El Museo Whitney de Nueva York desvela los secretos de proceso de trabajo del artista, en la mayor muestra organizada de sus dibujos, con varias de sus obras más emblemáticas
Edward Hopper (1882–1967) es un artista esencial para comprender el devenir del arte norteamericano en el siglo XX, pero su influencia se extiende más allá e impregna a su industria cultural más potente: el cine. Hopper es el creador de su iconografía de cafeterías para noctámbulos, de espectáculos teatrales donde se dan cita los adinerados de la ciudad, de oficinas con jefes trajeados y secretarias al más puro estilo Mad Men, de descorazonadores interiores domésticos y de casas de campo tenebrosas, como la que Hitchcock le tomó prestada para el Hotel Bates de Psicosis. Hollywood está en deuda con Hopper hasta en sus planos y movimientos de cámara.
Por eso esta exposición del Museo Whitney de Nueva York –dónde si no- es como una enorme reunión de storyboards. También en blanco y negro, los más de 200 dibujos de este artista que se muestran son como la planificación de una gran película que contara la historia de los Estados Unidos desde las décadas de 1910 a 1960: cuándo se conforma su identidad visual, en deuda con la obra de este creador, que no fue un rompedor como Pollock pero, a su manera, dejó una huella indeleble en el arte del siglo XX.
Este museo neoyorquino, que conserva la colección más importante de obras de Hopper, ha realizado un estudio de su proceso de trabajo a partir de más de dos mil de sus dibujos y presenta sus conclusiones en esta muestra.

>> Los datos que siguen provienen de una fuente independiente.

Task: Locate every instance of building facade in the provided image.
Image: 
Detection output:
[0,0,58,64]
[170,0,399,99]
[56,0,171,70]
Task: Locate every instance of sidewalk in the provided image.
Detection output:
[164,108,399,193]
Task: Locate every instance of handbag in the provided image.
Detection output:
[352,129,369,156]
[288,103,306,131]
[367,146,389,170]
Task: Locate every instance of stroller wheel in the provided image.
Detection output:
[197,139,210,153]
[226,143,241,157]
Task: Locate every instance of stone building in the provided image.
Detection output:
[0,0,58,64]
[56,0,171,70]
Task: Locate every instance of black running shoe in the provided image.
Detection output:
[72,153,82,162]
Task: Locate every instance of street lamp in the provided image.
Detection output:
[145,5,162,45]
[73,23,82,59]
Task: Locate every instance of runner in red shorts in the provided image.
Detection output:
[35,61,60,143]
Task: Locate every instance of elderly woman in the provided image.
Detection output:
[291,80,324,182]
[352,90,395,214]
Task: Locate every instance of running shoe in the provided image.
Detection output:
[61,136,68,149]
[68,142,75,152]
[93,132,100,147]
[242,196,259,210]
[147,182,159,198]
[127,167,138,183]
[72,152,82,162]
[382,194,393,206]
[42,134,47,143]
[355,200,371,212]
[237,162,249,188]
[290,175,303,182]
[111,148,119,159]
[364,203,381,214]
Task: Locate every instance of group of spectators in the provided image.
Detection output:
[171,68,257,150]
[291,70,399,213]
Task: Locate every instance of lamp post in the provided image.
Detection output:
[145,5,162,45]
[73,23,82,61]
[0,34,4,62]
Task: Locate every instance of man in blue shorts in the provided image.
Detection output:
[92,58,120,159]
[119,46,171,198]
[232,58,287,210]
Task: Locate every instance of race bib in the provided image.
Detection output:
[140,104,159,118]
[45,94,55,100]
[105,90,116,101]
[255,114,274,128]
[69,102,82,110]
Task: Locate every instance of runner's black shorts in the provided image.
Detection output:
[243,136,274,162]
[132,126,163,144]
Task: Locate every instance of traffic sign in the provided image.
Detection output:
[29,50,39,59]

Junto a los dos centenares de bocetos que cubren toda su carrera, incluyendo los primeros realizados en París, exhibe algunas de las pinturas más icónicas del artista, como Nighthawks (1942) -prestada excepcionalmente por The Art Institute de Chicago-, Early Sunday Morning (1930) Soir Bleu (1914), Manhattan Bridge Loop (1928), Office at Night (1940) o Gas (1940).
Gracias a este estudio, en la exposición se puede comprobar cómo Hopper, que nunca quiso ser encuadrado entre los artistas de la Escuela Ashcan, fieles como él a las formas figurativas, combinó el realismo de sus coetáneos con elementos fruto de su propia imaginación. A la relación entre realidad e inventiva, Hopper le llamaba “the fact”. Quizá por esto sus pinturas resultan tan enigmáticas, pues tienen apariencia real pero encierran una historia totalmente ficticia, aunque verosímil.
Un recurso muy característico de Hopper es hacer que sus escenas se vean como a través de una ventana, de modo que el espectador se convierte en una especie de voyeur. Es incluido en el cuadro, como si realmente fuera testigo de lo que está pasando tras el cristal. ¿Les suena? Es la magia del cine, que en Hopper es a la vez influencia e inspiración.